Она пришла на пляж чуть позже Василия. С голубым матрасиком под мышкой и голубым зонтиком. У нее все было в тон – голубое. Даже купальник. Зонтик поставила на песок и стала надувать матрац. Это получалось у нее плохо.

Пока женщина шла плывущей походкой и устраивалась на пляже, он рассмотрел ее всю и оценил. У нее была точеная, идеальная фигура. Длинные, чуть полноватые ноги, тонкие нежные руки, узкие покатые плечи. Осиный гибкий стан переходил в бедра, которые были явно шире плеч. Роскошные белые волосы.

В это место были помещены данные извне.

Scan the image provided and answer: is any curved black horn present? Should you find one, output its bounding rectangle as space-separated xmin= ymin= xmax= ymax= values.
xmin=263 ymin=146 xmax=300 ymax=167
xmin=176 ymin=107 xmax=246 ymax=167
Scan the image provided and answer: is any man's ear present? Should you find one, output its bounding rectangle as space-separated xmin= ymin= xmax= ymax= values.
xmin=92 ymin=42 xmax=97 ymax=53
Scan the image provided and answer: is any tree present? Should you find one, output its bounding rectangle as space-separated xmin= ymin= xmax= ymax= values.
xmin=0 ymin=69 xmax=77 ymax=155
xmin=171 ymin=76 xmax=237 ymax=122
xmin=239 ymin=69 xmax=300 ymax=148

Василий, прикрыв веки, незаметно наблюдал за женщиной. Где-то он ее видел. Что-то знакомое чудилось в ее облике.

Она беспомощно опустила матрасик, который не надувался, тряхнула головой, вспенив волосы, - сверкнули в ушах маленькие сережки-капельки.

Василий решился: «Не убьет, поди!» Заметил, как благодарно вспыхнули большие омутные глаза, когда он подошел.

Не помнил, как надувал матрац, как вернулся на свое место.

Присутствие красивой женщины волновало. Василий лежал поодаль на голых камнях – у него даже не было подстилки – мучился.

Он влюбился в нее сразу же, с первого взгляда. Да и как было не влюбиться в такое прелестное создание? Лежал на раскаленной гальке, думал: «Подойду и скажу: так мол и так, вы мне понравились…» Или просто: «Разрешите познакомиться?..» В общем, лезла в голову всякая чушь.

Ничего хорошего он не придумал. Ругал себя за нерешительность.

Женщина не спеша переворачивала изящным пальчиком страницы книги, прикрыв от солнца голову и плечи голубым зонтиком. Отрывалась от чтения и мечтательным взором смотрела вдаль. О чем она думала?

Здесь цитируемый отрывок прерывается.